Often, the Muslim as “agent” is reduced to the text, with no thought of separateness between other Muslims or between themselves and the text. This means that one Muslim can often be reductively made to represent Muslims as a whole.

So, we must separate the Muslim from the text, recognizing the context and reality of the text, but that of the Muslim too. It is an important point, when the discourse seems to clump all Muslims together *cough* Donald Trump and Ted Cruz *cough*.

Emon wanted to use Islamic law as a way of exploring how the “Islamic” is viewed in the West.

Particularly, Emon sited the Dhimmi rules, which are ninth to fifteenth century Sunni Islamic texts, regarding the treatment of non-Muslim permanent residents in Islamic lands.

On one hand, is it about how the West views Islam’s treatment of the “other,” and on the other hand it about how it actually implemented in Islamic lands. The question is usually “is Islam tolerant?” rather than “are Muslims tolerant,” a question about your neighbours and friends.

Again, we are not separating people today from a 1,300-year-old religion. Here, I would also have pondered the question of judging a religion based on the tolerance of today’s morality, when the religion’s context is 1,300 years prior.

Emon sees tolerance as the wrong term, because it hides behind a larger politics of governing. State law essentially determines the other and what we tolerate as the other.

This shapes the way that religion is construed and so we should consider what the state is doing when it adjudicates.

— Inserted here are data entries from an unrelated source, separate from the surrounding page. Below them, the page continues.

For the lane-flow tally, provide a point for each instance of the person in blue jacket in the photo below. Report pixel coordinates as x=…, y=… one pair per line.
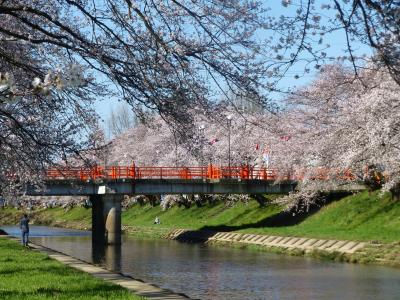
x=24, y=226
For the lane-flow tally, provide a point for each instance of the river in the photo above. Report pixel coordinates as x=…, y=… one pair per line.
x=210, y=272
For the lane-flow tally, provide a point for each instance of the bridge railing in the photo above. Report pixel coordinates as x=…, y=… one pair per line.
x=206, y=172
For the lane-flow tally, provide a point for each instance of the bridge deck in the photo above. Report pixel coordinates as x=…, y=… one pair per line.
x=161, y=186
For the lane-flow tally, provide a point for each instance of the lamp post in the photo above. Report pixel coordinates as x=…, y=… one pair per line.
x=229, y=122
x=201, y=129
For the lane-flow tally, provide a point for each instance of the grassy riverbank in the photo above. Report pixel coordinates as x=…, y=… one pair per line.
x=25, y=274
x=361, y=217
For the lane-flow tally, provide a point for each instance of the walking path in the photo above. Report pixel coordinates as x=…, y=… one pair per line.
x=138, y=287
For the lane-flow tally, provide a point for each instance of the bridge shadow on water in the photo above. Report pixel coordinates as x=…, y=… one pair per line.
x=281, y=219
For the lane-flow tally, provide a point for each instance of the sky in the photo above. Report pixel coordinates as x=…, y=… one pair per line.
x=336, y=41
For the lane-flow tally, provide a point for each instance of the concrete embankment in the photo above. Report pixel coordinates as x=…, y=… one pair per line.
x=306, y=244
x=138, y=287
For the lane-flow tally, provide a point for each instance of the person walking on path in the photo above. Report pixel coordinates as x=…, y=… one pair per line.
x=24, y=226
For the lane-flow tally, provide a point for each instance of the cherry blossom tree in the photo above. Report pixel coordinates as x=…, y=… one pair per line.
x=350, y=125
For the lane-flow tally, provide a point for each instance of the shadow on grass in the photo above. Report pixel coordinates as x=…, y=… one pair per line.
x=281, y=219
x=97, y=292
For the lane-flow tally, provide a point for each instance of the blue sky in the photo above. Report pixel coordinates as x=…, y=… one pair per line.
x=337, y=42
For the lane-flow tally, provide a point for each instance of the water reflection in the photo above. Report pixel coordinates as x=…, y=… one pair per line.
x=108, y=256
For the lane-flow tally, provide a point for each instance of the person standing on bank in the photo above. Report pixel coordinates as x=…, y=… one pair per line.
x=24, y=226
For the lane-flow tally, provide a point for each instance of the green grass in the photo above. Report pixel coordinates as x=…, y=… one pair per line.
x=357, y=217
x=25, y=274
x=197, y=217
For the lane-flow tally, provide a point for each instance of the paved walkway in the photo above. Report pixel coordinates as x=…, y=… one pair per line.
x=139, y=288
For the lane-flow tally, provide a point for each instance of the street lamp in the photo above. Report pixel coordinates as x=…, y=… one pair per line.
x=201, y=129
x=229, y=122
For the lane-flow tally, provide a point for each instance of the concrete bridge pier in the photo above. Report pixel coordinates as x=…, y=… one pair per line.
x=106, y=218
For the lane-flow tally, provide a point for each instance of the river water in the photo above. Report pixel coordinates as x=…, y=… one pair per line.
x=209, y=272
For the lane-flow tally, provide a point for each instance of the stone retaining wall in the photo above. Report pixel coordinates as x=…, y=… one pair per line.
x=308, y=244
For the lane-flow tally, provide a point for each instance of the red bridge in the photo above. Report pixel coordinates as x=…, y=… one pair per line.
x=106, y=187
x=245, y=172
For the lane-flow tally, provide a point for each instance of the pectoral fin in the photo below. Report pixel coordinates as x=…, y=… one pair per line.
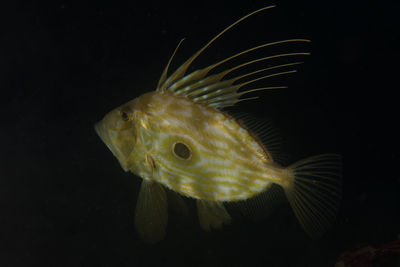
x=212, y=214
x=151, y=214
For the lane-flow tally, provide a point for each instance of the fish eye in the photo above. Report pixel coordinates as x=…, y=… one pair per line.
x=124, y=115
x=182, y=151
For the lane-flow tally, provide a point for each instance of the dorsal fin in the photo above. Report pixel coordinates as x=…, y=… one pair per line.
x=213, y=90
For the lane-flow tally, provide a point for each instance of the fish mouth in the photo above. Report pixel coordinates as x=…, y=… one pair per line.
x=105, y=137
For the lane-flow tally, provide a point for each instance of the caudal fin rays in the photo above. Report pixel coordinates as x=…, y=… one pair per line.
x=315, y=193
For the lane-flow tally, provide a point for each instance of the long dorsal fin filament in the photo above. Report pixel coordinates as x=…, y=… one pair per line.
x=213, y=89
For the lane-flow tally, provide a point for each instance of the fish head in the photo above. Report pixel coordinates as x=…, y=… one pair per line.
x=118, y=131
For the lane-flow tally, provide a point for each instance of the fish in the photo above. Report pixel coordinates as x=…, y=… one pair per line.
x=183, y=143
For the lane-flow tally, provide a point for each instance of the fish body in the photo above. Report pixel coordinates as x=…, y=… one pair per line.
x=179, y=139
x=165, y=122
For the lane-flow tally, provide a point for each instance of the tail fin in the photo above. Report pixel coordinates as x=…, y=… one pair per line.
x=316, y=192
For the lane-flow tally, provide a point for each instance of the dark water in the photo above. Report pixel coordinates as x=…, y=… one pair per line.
x=64, y=199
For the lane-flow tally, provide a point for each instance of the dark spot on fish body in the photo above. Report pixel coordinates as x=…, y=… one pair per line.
x=124, y=116
x=182, y=151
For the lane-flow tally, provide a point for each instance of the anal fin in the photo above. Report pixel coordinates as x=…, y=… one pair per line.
x=151, y=215
x=212, y=214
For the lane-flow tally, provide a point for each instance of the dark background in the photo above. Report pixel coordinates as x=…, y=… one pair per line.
x=65, y=201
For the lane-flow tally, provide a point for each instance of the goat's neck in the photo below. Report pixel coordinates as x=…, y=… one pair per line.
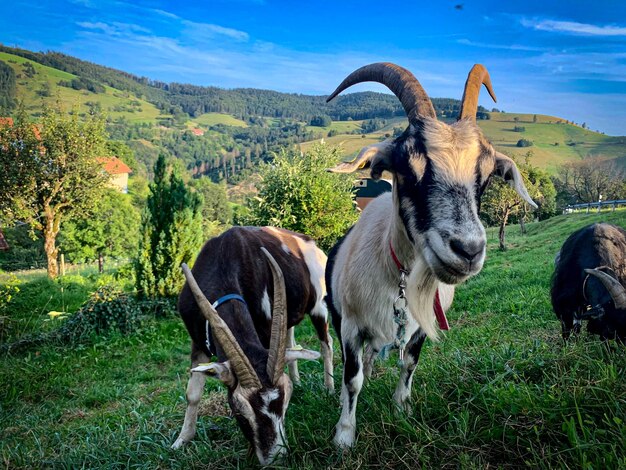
x=398, y=238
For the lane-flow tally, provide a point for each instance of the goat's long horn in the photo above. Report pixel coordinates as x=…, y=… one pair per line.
x=399, y=80
x=278, y=339
x=246, y=375
x=477, y=77
x=617, y=291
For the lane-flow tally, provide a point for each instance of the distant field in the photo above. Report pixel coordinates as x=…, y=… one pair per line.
x=554, y=141
x=29, y=89
x=343, y=127
x=349, y=143
x=213, y=119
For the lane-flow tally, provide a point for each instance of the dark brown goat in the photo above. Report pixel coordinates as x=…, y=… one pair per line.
x=589, y=279
x=247, y=335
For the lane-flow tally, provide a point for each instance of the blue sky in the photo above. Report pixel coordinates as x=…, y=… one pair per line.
x=551, y=57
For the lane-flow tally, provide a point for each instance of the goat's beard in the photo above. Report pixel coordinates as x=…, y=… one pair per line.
x=420, y=293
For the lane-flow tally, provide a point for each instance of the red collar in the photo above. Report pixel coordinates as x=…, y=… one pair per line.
x=439, y=313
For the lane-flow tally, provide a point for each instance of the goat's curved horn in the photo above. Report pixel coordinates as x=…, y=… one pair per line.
x=399, y=80
x=477, y=77
x=617, y=291
x=278, y=339
x=239, y=362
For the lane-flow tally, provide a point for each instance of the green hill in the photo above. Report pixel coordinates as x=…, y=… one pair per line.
x=247, y=125
x=38, y=84
x=555, y=141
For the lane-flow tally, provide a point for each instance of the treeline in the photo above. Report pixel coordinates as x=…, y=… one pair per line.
x=7, y=87
x=193, y=100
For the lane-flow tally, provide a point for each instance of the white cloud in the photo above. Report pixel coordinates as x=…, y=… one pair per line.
x=201, y=31
x=508, y=47
x=572, y=27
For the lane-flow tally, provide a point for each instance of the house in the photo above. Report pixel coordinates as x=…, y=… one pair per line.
x=119, y=172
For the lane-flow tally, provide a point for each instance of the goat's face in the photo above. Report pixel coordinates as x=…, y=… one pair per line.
x=440, y=172
x=261, y=417
x=260, y=410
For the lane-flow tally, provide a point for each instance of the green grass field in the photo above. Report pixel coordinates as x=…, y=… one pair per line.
x=553, y=144
x=500, y=390
x=28, y=90
x=213, y=119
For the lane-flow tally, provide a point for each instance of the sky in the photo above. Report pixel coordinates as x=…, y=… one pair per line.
x=561, y=58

Then came Salaama, another formidable scholar. He is Associate Professor of Arabic and Chair of the Department of Modern Languages and Literature at San Francisco State University.

Currently he is completing a monograph on Islam and the Culture of Modern Egypt: 1908-1958, a work of primary research and original scholarship.

He began by drawing attention to the double entendre in his talk’s title, Free Islam, one that acknowledge a free Islam and but also is an imperative: to free to religion from both dogma and Islamophobia.

It is both the destination and the commute, so if we are to have free societies, we must educate our students, the “torchbearers of knowledge,” with these conversations along the way.

“The will to life and the path to freedom is to be found in learning, in thinking and contemplation.”

As well as with ensuring our knowledge, we must eradicate danger from our societies, if we are to be free.

Salaama’s talk was punctuated with lilting Arabic, as he would quote the Qur’an in both Arabic and English, while he read from slides written in Arabic too. It was refreshing and enlightening.

One could find his or herself thinking that the nauseating Islamophobe could have done with seeing this talk, rather than a room full of interested, educated and probably progressive folk.

Both talks sought to deal with the Islamic in a modern context, and while Emon’s talk may have had more direction, clarity and conviction, it was Salaama’s that might have had a better chance of achieving something.

He showed Islam and Arabic to have just as much beauty as any Western faith or language, that there is indeed nothing to fear from the “other.”

So maybe the way to break down a few barriers is to gently nudge Islam towards those who are resisting it, at the same time that many others incorporated into our societies.